É nessa condição, de secretário de infraestrutura, que o vice-prefeito tem visitado canteiros de obras na cidade, para conhecer os projetos em andamento e estabelecer os primeiros contatos com diretores de empresas e responsáveis técnicos.

Mas, como é comentado entre os próprios aliados, Rodrigo Cunha tem se deparado com operadores técnicos que, embora atuem na secretaria, estão ligados diretamente ao ex-deputado João Caldas. Esses profissionais seriam uma espécie de subsecretários informais, reforçando a influência do ex-deputado nas decisões estratégicas da gestão.

Foto: Secom Maceió

Os próprios aliados de JHC reclamam que a gestão de Maceió é compartilhada entre o prefeito e seu pai, João Caldas.

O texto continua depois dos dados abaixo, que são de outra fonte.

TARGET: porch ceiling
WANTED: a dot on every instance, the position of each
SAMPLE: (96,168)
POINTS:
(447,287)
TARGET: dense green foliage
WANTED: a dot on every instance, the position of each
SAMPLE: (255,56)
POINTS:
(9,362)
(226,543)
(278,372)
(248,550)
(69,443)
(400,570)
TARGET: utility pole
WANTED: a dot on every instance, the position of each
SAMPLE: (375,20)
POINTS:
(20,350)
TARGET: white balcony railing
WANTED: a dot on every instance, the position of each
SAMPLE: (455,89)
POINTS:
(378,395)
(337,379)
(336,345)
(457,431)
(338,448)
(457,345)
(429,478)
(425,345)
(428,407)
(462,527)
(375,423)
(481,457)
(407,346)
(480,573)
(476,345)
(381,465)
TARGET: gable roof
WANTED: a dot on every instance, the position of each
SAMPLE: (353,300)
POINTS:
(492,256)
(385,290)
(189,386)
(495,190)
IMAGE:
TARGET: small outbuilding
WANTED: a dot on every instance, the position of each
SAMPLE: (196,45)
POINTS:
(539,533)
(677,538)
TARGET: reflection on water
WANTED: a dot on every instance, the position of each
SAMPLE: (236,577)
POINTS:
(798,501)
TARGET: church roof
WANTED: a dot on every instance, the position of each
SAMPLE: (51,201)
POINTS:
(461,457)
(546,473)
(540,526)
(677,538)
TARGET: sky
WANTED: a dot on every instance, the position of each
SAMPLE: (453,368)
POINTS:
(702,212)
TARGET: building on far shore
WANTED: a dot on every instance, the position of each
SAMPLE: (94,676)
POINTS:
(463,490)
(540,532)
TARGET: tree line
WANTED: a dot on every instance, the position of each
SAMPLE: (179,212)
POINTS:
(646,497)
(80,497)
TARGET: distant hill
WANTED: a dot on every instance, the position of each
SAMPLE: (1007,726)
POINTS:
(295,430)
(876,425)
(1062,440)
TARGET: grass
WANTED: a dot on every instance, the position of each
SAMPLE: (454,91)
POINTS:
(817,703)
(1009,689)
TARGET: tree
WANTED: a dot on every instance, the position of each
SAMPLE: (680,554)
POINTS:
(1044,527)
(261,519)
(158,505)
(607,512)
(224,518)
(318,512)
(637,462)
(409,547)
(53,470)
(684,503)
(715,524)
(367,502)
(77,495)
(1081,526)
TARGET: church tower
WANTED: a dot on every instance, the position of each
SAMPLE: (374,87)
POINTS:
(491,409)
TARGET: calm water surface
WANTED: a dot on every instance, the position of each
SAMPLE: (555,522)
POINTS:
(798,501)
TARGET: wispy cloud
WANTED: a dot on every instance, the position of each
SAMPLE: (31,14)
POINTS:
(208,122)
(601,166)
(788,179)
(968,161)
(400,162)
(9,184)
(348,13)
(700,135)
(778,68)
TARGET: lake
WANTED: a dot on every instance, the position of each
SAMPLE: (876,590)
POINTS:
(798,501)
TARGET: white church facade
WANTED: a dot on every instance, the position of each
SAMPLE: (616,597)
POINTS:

O ex-deputado mantém aliados estrategicamente posicionados em secretarias com maior capacidade operacional e controle orçamentário.

Os fundos constitucionais, desde o início da administração, têm sido apontados como foco de interesse político, refletindo o peso dessas áreas na articulação de poder dentro da prefeitura.

Diante deste cenário, Rodrigo Cunha enfrenta o desafio de ter autonomia para assumir efetivamente o controle da secretaria para a qual foi nomeado, ou aceitar a influência do pai do prefeito JHC, na gestão municipal. Esse dilema, no entanto, pode se transformar em uma oportunidade de alinhamento, se Cunha decidir compartilhar seus interesses políticos com João Caldas.

O problema é que os técnicos indicados pelo pai do prefeito não têm demonstrado a eficiência esperada nas missões para as quais foram designados. São vários os questionamentos sobre a operacionalidade e a real contribuição dos escolhidos para o desempenho da gestão municipal.

A realidade é que algumas obras estão atrasadas há mais de doze meses, o que reforça as críticas à condução técnica e administrativa desses investimentos.